Couldn't deduce second template parameter of method from template class

Question

Take the following example:

template < class T > struct Dummy
{
    typedef const T & type;
};

struct Type
{
    int i = 0;

    bool operator == (const Type & o) { return i == o.i; }
};

template < class T > struct Test
{
    template < class U >
    bool F(typename Dummy< T >::type a, typename Dummy< U >::type b) const
    {
        return a == b; // dummy operation
    }
};

int main()
{
    Type a, b;
    // error: no matching function for call to 'Test<Type>::F(Type&, Type&)'
    // note: template argument deduction/substitution failed:
    // note: couldn't deduce template parameter 'U'
    bool x = Test<Type>{}.F(a, b);
}

I get an error from the compiler that the second parameter of the method couldn't be deduced.
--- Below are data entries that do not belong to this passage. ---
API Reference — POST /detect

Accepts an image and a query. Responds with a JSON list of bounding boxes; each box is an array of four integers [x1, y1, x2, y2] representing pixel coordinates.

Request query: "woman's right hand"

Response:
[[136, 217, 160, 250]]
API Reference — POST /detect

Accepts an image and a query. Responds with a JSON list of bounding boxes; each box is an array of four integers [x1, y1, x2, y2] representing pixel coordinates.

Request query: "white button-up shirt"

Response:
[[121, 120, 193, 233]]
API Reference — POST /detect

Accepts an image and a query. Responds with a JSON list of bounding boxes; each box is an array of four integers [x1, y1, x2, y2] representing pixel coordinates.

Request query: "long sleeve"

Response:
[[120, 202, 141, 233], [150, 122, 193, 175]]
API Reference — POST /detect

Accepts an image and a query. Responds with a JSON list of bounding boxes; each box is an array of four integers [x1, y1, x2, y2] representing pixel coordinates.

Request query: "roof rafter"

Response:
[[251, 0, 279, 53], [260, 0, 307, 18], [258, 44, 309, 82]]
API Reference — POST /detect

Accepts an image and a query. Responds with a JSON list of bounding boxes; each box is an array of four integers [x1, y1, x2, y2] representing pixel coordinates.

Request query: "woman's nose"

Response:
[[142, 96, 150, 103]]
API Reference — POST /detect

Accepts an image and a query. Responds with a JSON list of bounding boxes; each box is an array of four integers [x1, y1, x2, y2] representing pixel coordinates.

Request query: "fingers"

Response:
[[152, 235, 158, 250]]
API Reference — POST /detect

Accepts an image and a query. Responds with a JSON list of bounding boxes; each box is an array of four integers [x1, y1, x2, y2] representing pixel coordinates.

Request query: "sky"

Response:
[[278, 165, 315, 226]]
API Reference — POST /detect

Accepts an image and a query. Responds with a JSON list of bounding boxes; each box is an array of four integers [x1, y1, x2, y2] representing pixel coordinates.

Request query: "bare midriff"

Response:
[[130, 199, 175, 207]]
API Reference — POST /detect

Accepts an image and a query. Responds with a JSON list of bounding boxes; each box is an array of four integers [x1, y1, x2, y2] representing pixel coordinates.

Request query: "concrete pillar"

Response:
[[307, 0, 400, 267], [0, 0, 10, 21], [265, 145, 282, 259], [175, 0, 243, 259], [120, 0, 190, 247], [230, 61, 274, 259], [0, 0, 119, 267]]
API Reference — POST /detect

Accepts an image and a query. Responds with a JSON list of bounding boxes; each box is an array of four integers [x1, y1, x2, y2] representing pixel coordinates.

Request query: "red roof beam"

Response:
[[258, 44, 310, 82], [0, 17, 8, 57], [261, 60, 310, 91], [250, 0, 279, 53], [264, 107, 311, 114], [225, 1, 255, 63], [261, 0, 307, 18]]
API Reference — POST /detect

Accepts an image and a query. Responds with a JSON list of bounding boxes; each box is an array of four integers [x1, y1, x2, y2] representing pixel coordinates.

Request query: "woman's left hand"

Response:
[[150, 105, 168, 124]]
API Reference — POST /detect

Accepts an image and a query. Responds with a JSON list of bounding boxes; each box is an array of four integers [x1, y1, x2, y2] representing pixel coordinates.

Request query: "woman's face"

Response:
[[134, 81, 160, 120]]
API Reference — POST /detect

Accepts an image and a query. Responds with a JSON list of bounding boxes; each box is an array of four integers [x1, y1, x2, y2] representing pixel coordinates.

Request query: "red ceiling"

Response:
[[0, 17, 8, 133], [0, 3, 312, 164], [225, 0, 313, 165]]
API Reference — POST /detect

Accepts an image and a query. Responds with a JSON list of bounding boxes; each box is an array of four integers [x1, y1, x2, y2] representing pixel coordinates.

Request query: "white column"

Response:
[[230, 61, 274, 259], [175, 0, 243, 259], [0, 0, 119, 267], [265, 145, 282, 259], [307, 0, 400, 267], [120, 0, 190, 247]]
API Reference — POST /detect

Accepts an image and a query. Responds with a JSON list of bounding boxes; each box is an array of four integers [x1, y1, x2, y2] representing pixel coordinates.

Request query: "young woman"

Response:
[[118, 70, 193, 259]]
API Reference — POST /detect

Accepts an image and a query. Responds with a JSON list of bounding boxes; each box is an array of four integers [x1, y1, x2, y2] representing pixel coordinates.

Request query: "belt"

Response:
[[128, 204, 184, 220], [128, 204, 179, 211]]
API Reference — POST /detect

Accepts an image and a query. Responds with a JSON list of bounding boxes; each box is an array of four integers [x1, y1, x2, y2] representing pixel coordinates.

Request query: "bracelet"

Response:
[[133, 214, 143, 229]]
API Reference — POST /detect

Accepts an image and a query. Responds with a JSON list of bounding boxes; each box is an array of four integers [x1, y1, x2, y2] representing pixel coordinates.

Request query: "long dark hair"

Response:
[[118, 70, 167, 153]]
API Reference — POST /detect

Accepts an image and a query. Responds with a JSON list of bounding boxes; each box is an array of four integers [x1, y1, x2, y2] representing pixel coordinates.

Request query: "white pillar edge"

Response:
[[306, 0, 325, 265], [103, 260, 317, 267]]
What am I doing wrong here?

Answer 1

Such type deduction is not possible. A class on the left-hand side :: is a non-deduced context for template parameters.

The reason is simple: the compiler would have to try all possible Us and see if for any of them, Dummy<U> has a nested type that matches what was supplied as the argument. Remember that template specialisation exists! It would be perfectly possible from you to specialise Dummy<int*****> so that its Dummy<int*****>::type is Type.